A ocultação como defesa, o abandono intencional como possibilidade de “SALVAguardaR a magia”, como refere o autor. Ou ainda: um ex_patriamento para dentro; uma viagem interior.


Em “Lama_Memórias”, surge a Alma, essa entidade não densa, num jogo com a espessura e fluidez da Lama.

“Lama_Memórias”, 2010-2014, Funchal-Coimbra [Obgesto: aL(a)ma].

Memória de um Luto, luto por essa Densidade trágica do 20 de fevereiro de 2010, na ilha da Madeira.

Como diz o autor, “O objecto vivenciado, vivenciável”.

Portanto, também aqui, o obgesto, numa relação com a memória: releitura.


Outra revisitação opera-se em “Sandales_Mal de Mer”, inicialmente endereçando um náufrago da emigração clandestina.

“Sandales_Mal de Mer”, 2006-2014, Limbé-Coimbra [à memória de Frantz Fanon] | V(l)er tb > Sandales_Mal de Mer

Densidade, agora, derivada do percurso, já que o caminho faz-se caminhando.

Como percurso, este reinventar os objectos, os meios, os processos: em direcção ao Vago.


Já “Oratória” transcodifica e reposiciona, de um modo acutilante, esse ícone da cidade de Coimbra, cidade eleita pelo autor para habitar.

“Oratória”, 2012-2014, Funchal [Projecto: What is Watt? ; Obgesto: à memória de Túlia Saldanha] | Ler tb > Guardar a Alma, Túlia Saldanha 35 Anos Depois [Revista TriploV de Artes, Religiões e Ciências, #49, Lisboa]

A Santa, apropriada na sua iconografia quase pagã, banalizada no comércio, reside, em “Coisas Reais”, sobre um ferro de engomar.

Uma oração outra, uma terapia.

Convocando os mass média, convulsionando-os, sinaliza-se aqui uma inovadora hibridização do situacionismo com a cultura fluxista.


E termina (ou inicia?) esta exposição com “Bruma”.

Síntese de processos, circularidade.

“Bruma”, 2010-2014, Coimbra [Artitude: No fundo do poço procurava o corpo da filha que não nasceu].

O nevoeiro, aqui convocado na sua espessura gasosa, adensa o mistério, compromete-se com a incerteza.

“Bruma” acaba por concretizar essa outra “terceira natureza”, pela amargura: “No fundo do poço procurava o corpo da filha que não nasceu.”


Retomando o início desta viagem: voltar às “Coisas Reais” porque o real está refém de uma terceira natureza que instrumentalizou a informação.
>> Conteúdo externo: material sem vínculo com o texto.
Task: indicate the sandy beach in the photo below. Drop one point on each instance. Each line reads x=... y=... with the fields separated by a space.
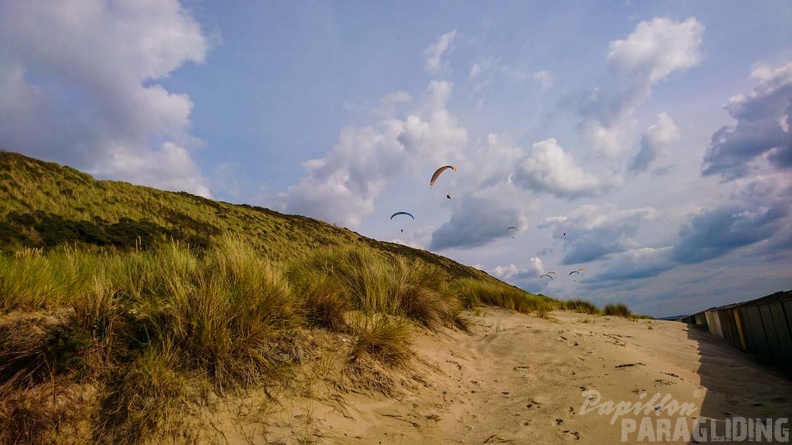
x=522 y=379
As “Coisas Reais” não cedem à simplicidade, nem à ligeireza.

São densidade endereçada porque, intencionalmente complexas, originais, insurgem-se contra as expectativas dos seus leitores, promovendo um efeito de estranhamento em relação ao próprio real.

Desautomatizando a percepção ligeira e superficial das coisas, a arte de António Barros supera esse “método algébrico de raciocínio” (Chklovsky), situando-se, por isso, nos antípodas da economia de inteligência com que nos ameaçam.

“Coisas reais” são densidade endereçada para nos inquietar.

Uma obra para tudo podermos recomeçar.